Milestone and quality motorcycle go hand-in-hand and MotoGP 21 is no exception. To read our full review for MotoGP 21, click here. For more general tips and tricks for the new official MotoGP game, head over to our beginner’s guide.
If you choose to go with the “official calendar”, the Portuguese Grand Prix is the third race you’ll call at. Portugal’s Portimao circuit joined the calendar as a backup option for the canceled races in 2020.
Portimao has been called up in 2021 to replace the Argentine and Americas GPs. There will also be a second race at this circuit to replace the Australian GP later this year too, titled the “Algarve GP”.

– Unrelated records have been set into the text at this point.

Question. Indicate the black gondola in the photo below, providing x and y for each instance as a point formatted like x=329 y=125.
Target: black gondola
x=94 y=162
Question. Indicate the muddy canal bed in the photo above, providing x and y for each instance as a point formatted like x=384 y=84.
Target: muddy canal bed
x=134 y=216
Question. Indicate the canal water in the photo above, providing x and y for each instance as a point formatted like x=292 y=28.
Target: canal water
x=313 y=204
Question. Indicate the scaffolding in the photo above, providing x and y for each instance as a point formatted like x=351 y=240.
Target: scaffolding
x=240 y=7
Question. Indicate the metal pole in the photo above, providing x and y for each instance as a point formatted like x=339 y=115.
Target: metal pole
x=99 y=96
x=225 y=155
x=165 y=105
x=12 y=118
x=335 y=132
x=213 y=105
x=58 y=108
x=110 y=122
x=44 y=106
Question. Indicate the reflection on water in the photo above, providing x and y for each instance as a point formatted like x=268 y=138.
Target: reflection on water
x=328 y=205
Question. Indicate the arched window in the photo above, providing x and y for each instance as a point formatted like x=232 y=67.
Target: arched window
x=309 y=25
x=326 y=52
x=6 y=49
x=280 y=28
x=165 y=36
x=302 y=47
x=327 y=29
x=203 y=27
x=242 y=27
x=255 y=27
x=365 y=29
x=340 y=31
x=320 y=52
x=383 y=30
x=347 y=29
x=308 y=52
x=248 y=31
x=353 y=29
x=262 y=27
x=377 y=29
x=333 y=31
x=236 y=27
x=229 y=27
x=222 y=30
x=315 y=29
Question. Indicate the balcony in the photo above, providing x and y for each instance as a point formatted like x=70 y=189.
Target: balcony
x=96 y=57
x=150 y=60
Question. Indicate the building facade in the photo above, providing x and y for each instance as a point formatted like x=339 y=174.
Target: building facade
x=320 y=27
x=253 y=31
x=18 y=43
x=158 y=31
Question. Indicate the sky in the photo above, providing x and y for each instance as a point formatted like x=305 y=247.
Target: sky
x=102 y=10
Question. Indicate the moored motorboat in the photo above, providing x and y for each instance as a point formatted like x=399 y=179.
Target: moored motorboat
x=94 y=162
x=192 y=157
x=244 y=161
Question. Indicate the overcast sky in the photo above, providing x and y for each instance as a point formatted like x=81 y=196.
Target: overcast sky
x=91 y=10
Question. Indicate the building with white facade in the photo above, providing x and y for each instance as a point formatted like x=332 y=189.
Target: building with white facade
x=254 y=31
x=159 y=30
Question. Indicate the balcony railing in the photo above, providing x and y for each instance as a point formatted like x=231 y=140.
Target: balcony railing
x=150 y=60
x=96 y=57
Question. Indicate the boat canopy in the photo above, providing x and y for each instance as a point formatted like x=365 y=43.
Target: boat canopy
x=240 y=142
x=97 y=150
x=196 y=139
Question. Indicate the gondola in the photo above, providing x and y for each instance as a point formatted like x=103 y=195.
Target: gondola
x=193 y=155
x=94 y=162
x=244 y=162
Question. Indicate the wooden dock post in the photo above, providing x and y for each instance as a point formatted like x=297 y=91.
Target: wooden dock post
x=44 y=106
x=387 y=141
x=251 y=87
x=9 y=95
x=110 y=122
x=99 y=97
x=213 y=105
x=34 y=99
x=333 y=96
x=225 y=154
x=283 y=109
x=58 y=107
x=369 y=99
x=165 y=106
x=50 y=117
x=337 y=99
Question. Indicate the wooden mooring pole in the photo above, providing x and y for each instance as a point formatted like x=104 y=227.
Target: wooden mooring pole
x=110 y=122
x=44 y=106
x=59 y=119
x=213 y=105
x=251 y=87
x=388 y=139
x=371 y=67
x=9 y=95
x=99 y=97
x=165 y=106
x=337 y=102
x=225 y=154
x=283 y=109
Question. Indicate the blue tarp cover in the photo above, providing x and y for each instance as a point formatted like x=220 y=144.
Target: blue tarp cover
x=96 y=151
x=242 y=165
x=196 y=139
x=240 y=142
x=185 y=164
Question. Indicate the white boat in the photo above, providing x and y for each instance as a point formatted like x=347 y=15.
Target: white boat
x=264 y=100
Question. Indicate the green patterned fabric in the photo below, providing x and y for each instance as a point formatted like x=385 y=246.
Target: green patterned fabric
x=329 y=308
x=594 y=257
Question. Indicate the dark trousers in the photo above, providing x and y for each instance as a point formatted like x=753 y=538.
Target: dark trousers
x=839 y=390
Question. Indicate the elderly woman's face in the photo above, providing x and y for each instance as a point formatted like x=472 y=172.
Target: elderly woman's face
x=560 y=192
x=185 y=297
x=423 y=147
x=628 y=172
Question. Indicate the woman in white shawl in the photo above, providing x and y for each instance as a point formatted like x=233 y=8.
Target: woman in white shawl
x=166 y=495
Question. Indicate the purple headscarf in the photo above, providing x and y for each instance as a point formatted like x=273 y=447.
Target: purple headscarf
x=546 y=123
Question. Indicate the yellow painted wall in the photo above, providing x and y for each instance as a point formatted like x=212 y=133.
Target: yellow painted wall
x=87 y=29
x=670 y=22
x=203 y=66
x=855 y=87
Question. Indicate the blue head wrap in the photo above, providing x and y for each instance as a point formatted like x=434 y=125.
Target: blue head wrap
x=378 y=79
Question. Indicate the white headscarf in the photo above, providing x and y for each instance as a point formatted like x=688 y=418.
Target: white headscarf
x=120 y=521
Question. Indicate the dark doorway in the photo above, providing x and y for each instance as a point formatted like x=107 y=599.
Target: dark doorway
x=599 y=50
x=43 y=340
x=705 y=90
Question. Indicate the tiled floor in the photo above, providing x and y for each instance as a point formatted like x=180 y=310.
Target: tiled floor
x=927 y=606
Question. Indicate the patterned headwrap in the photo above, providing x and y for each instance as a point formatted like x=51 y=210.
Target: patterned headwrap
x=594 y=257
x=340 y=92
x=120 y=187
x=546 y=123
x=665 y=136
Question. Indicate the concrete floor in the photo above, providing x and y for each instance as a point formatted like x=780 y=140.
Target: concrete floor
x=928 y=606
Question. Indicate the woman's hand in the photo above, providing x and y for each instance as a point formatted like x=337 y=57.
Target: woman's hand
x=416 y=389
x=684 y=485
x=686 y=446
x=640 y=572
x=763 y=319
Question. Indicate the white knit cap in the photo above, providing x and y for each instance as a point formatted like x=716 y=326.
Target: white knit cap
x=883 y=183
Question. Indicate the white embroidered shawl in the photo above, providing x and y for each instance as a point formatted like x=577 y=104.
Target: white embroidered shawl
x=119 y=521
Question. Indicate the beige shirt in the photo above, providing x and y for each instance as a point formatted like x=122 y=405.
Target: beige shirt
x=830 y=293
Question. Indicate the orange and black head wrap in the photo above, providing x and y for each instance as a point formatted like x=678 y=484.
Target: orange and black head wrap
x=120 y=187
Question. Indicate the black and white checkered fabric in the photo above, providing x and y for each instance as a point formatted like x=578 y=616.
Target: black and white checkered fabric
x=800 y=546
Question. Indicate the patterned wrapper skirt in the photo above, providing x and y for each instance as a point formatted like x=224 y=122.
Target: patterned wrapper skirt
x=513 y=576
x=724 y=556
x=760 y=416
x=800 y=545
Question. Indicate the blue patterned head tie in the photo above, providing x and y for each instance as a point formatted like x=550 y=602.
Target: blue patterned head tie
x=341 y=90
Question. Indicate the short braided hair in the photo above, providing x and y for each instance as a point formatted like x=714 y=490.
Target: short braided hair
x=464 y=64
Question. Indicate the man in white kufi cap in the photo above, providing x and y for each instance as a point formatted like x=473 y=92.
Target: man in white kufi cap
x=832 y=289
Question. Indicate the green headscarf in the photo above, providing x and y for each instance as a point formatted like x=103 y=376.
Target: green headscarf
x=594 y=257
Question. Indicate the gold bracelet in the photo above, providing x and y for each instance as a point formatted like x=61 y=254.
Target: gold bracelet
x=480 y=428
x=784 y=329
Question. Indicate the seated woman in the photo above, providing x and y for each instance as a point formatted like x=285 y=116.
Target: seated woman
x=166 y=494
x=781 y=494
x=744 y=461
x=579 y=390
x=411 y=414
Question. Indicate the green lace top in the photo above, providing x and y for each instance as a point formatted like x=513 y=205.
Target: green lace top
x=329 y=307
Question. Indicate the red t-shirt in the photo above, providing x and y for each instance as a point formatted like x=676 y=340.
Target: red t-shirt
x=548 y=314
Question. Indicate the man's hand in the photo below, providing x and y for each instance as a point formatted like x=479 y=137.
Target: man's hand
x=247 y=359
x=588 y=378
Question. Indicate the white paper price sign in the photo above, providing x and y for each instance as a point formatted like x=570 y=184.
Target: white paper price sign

Milestone were quick to act in adding Portimao to MotoGP 21 and it’s the first time we’ve gone here in this game series.
Portimao may be a smooth circuit, but its long, winding corners end up shredding your rubber. You can opt for a medium on the front and rear, but a hard on the rear axle will help you see out the race.
Portimao has a lot of sharp elevation changes which favour a more stable bike. As such, front pre-load is down at 2, with the front swingarm extension and compression both at 3. Oil quantity should be set to 4, with the front spring hardness at 5.
On the rear, values need to also be on the low side to be quick. 3 for rear spring hardness and both shock absorber compression and extension are what you need. Rear-pre-load though, has to be up at 6 to help on-throttle acceleration.
Steering head inclination has to be high at 6, again to help stability. The trail has to also be on the high side at 5. Steering plate position is at 3, once again, this aids stability. Lastly, the rear swingarm length needs to be around middle of the road at 4.
The gears have to be middle of the road to help acceleration but also not allow over revving.
Because the engine braking is high, the slipper clutch can be low to increase responsiveness.
As usual, you’ll need the strongest brakes available in dry conditions at Portimao. The Turn 1 braking zone alone is a huge stopping area and one you’ll need the best anchors for.
It’s no exaggeration to say that the electronic aids available in MotoGP will come in handy at Portimao. There aren’t many big traction zones, so TC can be set to 3. 4 engine braking and anti-wheelie assist is needed to keep the bike stable.
Power mapping is best at 3 for a flying lap, but you’ll need to turn this around during some points in the race.
All of these can be adjusted out on track using the HUD in the bottom-right of the screen.